Where some came away from “28 Years Later” feeling like it hadn’t been scary enough (a fair critique, given the film’s higher goal of offering audiences a chance to process and grieve the real-world pandemic we’d collectively endured), DaCosta treats “The Bone Temple” as hardcore horror. The experience still provides stretches of introspection and calm, especially between Ian and the alpha he calls “Samson” (Chi Lewis-Parry). But such scenes provide only temporary reprieve from the tension, while outbursts of violence are next-level gory, from the sight of an innocent family tied up and flayed to the film’s climactic crucifixion (which inspires the loudest of many improbable laughs).
Compared to the earlier films in the series, including the more straightforward outlier “28 Weeks Later,” DaCosta’s contribution feels the most polished. That doesn’t exactly make it better than Boyle’s films, robbing the experience of some of its renegade energy, as cinematographer Sean Bobbitt breaks from the jagged experimental techniques Anthony Dod Mantle introduced in the previous entry. Where things felt gritty and immersive last time around — the ravenous handheld footage intercut with arcane eye-of-God imagery — everything is clearly being staged for our benefit here.

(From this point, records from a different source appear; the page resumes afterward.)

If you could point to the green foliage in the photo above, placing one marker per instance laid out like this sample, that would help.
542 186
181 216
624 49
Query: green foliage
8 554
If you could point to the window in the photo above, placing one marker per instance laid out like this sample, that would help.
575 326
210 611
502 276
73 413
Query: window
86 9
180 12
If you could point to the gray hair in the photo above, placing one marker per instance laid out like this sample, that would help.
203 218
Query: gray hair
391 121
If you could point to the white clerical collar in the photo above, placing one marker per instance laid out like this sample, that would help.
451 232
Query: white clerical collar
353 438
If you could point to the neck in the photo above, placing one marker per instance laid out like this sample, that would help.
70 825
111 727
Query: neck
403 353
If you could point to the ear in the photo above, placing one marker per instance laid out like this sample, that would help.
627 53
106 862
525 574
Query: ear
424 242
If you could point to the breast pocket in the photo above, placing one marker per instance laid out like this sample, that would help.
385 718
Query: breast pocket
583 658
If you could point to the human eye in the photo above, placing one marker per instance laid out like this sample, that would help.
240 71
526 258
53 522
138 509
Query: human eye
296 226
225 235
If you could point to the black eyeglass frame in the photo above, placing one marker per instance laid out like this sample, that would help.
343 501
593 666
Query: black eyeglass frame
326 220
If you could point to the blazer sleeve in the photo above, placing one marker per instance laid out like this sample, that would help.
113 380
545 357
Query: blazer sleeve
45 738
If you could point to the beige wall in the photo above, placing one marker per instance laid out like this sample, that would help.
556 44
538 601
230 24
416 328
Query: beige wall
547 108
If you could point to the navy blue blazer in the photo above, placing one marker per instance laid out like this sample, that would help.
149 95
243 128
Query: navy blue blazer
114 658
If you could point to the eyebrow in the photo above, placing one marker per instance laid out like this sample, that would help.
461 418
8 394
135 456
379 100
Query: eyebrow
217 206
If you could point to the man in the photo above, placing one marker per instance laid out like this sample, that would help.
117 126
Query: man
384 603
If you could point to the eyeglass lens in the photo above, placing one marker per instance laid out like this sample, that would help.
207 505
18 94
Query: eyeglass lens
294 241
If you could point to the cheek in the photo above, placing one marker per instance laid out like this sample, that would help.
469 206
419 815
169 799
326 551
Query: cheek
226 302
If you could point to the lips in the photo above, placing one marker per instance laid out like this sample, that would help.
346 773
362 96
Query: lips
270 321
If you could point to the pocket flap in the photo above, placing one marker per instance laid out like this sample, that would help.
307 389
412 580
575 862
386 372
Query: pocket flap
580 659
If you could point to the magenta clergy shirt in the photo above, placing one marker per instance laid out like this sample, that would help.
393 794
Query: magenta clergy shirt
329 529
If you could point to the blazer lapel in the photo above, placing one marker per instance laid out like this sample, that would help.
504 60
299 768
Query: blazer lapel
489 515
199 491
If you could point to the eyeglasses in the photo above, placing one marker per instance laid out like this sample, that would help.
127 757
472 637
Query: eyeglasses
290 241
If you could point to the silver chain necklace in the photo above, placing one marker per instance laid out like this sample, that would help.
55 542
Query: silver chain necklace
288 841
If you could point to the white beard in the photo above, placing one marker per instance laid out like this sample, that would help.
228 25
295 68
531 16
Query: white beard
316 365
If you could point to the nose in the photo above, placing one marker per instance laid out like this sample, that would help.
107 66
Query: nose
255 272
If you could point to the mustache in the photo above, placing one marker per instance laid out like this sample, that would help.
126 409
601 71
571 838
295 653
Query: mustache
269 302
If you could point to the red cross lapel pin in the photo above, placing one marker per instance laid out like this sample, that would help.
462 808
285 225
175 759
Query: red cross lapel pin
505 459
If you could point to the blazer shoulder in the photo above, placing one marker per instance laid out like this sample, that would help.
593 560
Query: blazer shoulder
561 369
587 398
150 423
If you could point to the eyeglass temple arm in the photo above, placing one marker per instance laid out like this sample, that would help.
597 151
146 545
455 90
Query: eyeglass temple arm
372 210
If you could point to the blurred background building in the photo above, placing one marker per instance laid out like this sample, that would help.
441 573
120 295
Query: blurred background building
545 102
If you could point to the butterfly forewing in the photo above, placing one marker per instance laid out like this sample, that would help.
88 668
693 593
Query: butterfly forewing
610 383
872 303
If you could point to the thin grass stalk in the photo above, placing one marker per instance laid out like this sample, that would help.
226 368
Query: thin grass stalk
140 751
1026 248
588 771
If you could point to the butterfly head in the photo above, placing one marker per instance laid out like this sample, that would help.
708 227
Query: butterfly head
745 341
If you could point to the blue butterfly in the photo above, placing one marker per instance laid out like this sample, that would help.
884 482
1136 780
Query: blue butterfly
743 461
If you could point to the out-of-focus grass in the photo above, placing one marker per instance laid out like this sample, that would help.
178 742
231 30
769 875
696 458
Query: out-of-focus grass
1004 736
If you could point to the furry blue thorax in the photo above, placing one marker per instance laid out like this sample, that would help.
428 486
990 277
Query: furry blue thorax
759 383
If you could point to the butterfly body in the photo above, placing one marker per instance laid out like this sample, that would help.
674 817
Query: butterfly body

Through it all, Fiennes acts up a storm as the man of science torn between profound grief for an extinguished society and a near-psychotic willingness to break the rules to restore anything resembling order. It’s an all-in performance that pays off on multiple levels, whether watching Ian “treat” Samson with a tenderness that recalls how the blind hermit “saw” Frankenstein’s monster or via his bonkers commitment to a Bone Temple ceremony on par with the hallucinatory apex of “Apocalypse Now.” For genre aficionados, it’s bold, mind-bending work which satisfies that so-often-frustrated craving: for a zombie movie with brains.